Tuesday, December 11, 2012

Tom Waits Waxes Musicians Selling Music for Commercials

This is the car; Clone Defects provide the music for the ad

 I wrote in September about bands selling their music for commercials and it felt good. I said that I was amazed at the eager embrace by musicians at the use of their songs on commercials while writing Detroit Rock City: The Uncensored History of Five Decades of Rock ‘n Roll in America’s Loudest City.
Today I see this note by Tom Waits in response to an article written by Doors drummer John Densmore in 2002.
Waits eloquently speaks of the practice, which he abhors:
   “Songs carry emotional information and some transport us back to a poignant time, place or event in our lives.
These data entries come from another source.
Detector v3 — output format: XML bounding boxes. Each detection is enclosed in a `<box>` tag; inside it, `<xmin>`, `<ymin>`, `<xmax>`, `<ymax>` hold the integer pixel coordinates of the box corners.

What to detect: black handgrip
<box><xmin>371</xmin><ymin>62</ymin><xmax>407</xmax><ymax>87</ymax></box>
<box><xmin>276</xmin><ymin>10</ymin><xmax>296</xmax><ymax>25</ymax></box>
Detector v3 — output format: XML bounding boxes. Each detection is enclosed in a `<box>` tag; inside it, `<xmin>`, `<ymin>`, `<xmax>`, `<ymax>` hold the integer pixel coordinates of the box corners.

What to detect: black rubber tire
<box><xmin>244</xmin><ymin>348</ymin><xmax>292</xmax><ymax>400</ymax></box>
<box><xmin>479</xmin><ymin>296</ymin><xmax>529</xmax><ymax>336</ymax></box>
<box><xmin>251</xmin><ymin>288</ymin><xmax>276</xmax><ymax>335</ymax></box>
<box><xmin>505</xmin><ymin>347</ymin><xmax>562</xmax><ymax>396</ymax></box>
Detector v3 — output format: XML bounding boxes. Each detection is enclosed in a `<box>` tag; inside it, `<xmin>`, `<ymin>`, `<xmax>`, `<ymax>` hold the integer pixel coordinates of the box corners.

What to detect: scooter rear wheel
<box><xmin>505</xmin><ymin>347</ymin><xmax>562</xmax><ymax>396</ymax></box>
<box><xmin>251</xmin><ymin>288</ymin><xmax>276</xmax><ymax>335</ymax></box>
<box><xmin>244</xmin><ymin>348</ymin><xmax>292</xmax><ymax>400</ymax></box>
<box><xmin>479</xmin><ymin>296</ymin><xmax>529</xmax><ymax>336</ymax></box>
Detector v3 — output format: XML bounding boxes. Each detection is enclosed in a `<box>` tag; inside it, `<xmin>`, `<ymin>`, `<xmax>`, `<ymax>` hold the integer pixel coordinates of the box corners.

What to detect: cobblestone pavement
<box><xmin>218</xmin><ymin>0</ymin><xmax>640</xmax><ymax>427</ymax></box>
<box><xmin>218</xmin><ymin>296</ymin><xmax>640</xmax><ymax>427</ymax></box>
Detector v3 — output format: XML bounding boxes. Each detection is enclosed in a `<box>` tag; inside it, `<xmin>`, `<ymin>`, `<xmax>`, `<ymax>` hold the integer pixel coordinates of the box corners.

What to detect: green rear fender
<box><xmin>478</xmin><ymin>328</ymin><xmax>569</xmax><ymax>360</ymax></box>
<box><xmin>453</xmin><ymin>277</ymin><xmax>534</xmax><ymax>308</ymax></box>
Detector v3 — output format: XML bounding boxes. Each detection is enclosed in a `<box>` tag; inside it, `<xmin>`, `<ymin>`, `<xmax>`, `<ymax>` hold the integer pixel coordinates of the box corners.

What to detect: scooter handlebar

It’s no wonder a corporation would want to hitch a ride on the spell these songs cast and encourage you to buy soft drinks, underwear or automobiles while you’re in the trance. Artists who take money for ads poison and pervert their songs. It reduces them to the level of a jingle, a word that describes the sound of change in your pocket, which is what your songs become. Remember, when you sell your songs for commercials, you are selling your audience as well.”
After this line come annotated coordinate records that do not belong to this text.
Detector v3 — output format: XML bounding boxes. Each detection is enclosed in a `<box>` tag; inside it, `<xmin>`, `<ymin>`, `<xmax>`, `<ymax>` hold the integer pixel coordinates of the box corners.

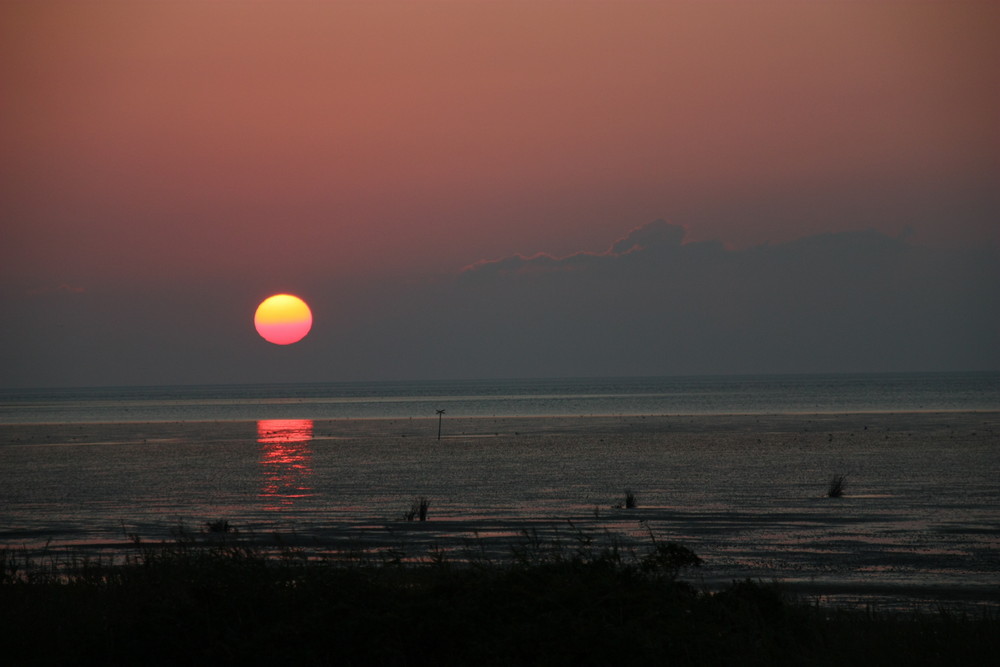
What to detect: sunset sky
<box><xmin>0</xmin><ymin>0</ymin><xmax>1000</xmax><ymax>387</ymax></box>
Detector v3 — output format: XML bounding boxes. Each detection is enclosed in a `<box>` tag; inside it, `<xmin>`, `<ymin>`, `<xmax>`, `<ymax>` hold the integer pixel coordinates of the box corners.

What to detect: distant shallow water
<box><xmin>0</xmin><ymin>412</ymin><xmax>1000</xmax><ymax>606</ymax></box>
<box><xmin>0</xmin><ymin>373</ymin><xmax>1000</xmax><ymax>423</ymax></box>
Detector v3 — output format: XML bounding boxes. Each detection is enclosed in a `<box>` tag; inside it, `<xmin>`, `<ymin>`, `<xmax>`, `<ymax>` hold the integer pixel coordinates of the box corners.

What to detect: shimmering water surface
<box><xmin>0</xmin><ymin>374</ymin><xmax>1000</xmax><ymax>604</ymax></box>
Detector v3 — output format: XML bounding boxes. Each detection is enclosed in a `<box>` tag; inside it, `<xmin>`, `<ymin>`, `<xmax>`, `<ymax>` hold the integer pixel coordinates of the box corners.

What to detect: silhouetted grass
<box><xmin>0</xmin><ymin>533</ymin><xmax>1000</xmax><ymax>665</ymax></box>
<box><xmin>403</xmin><ymin>498</ymin><xmax>431</xmax><ymax>521</ymax></box>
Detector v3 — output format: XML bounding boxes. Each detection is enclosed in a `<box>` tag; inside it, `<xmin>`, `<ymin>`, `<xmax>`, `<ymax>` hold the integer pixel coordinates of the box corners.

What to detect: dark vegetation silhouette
<box><xmin>0</xmin><ymin>531</ymin><xmax>1000</xmax><ymax>666</ymax></box>
<box><xmin>403</xmin><ymin>498</ymin><xmax>431</xmax><ymax>521</ymax></box>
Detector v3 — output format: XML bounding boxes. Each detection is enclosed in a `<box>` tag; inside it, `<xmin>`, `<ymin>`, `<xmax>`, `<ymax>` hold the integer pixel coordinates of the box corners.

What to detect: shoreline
<box><xmin>0</xmin><ymin>411</ymin><xmax>1000</xmax><ymax>608</ymax></box>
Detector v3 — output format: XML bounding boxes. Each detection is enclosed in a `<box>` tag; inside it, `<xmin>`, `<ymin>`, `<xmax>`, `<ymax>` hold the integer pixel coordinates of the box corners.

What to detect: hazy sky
<box><xmin>0</xmin><ymin>0</ymin><xmax>1000</xmax><ymax>386</ymax></box>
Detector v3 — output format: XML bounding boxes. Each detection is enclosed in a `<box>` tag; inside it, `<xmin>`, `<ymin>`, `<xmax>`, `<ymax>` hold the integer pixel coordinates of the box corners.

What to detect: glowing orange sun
<box><xmin>253</xmin><ymin>294</ymin><xmax>312</xmax><ymax>345</ymax></box>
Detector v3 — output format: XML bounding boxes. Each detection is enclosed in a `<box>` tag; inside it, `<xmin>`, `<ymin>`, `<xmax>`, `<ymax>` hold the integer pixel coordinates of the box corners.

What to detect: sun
<box><xmin>253</xmin><ymin>294</ymin><xmax>312</xmax><ymax>345</ymax></box>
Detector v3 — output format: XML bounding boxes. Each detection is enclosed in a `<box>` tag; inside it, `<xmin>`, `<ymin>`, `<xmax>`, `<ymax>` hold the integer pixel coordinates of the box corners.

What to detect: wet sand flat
<box><xmin>0</xmin><ymin>412</ymin><xmax>1000</xmax><ymax>605</ymax></box>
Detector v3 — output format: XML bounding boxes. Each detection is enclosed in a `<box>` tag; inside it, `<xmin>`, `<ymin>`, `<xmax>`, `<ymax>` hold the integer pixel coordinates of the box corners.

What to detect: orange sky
<box><xmin>0</xmin><ymin>0</ymin><xmax>1000</xmax><ymax>384</ymax></box>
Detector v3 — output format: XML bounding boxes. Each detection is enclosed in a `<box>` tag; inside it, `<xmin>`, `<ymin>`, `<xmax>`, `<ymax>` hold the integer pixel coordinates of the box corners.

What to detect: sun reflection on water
<box><xmin>257</xmin><ymin>419</ymin><xmax>313</xmax><ymax>510</ymax></box>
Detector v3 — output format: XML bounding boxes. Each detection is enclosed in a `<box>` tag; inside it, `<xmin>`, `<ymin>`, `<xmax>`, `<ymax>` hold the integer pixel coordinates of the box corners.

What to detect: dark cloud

Well put. Then there is the case of Timmy Vulgar, the Detroit musician who told me about the time Mitsubishi wanted to use a Clone Defects song for a commercial. The car company called Larry Hardy, who runs In the Red Records, and asked about using a song. Vulgar tells the story better than I could:
“Larry called me and said, ‘Yeah, Mitsubishi wants to use one of your songs in a car commercial.’ I said ‘I don’t know if I want to do that corporate crap, you know? I don’t wanna deal with that shit.’ And I really didn’t want to do it at first, and then I asked Larry, ‘Man, I really need money and I’m really broke.’ So Larry says, ‘They’re gonna pay us $50,000, and we split it down the middle.’ He gets $25,000 and we get $25,000 to split four ways.  I think it was that much.  I’m pretty sure that’s how much it was.  So I thought, “Whoa, that’s a lot of money.  Holy shit.”  So then I asked, ‘what song?’ They wanted “Low Fashion Lovers,’ just the intro, basically; that’s it. Well, that’s kinda cool, it doesn’t really have any singing or anything on it.  I’m just doing some ooooo’s.  So I was like, ‘Yeah, all right.  I think we’ll do that.  Let me talk to the band.’  I didn’t really even have to talk to the band.  Of course we’ll do it."
And it came out good. Sometimes poverty has a funny way of subverting a stand that may not have much to back it up anyway. I heard the Fall’s “Blindness” in a Mitsu commercial.  Made me remember the already great song.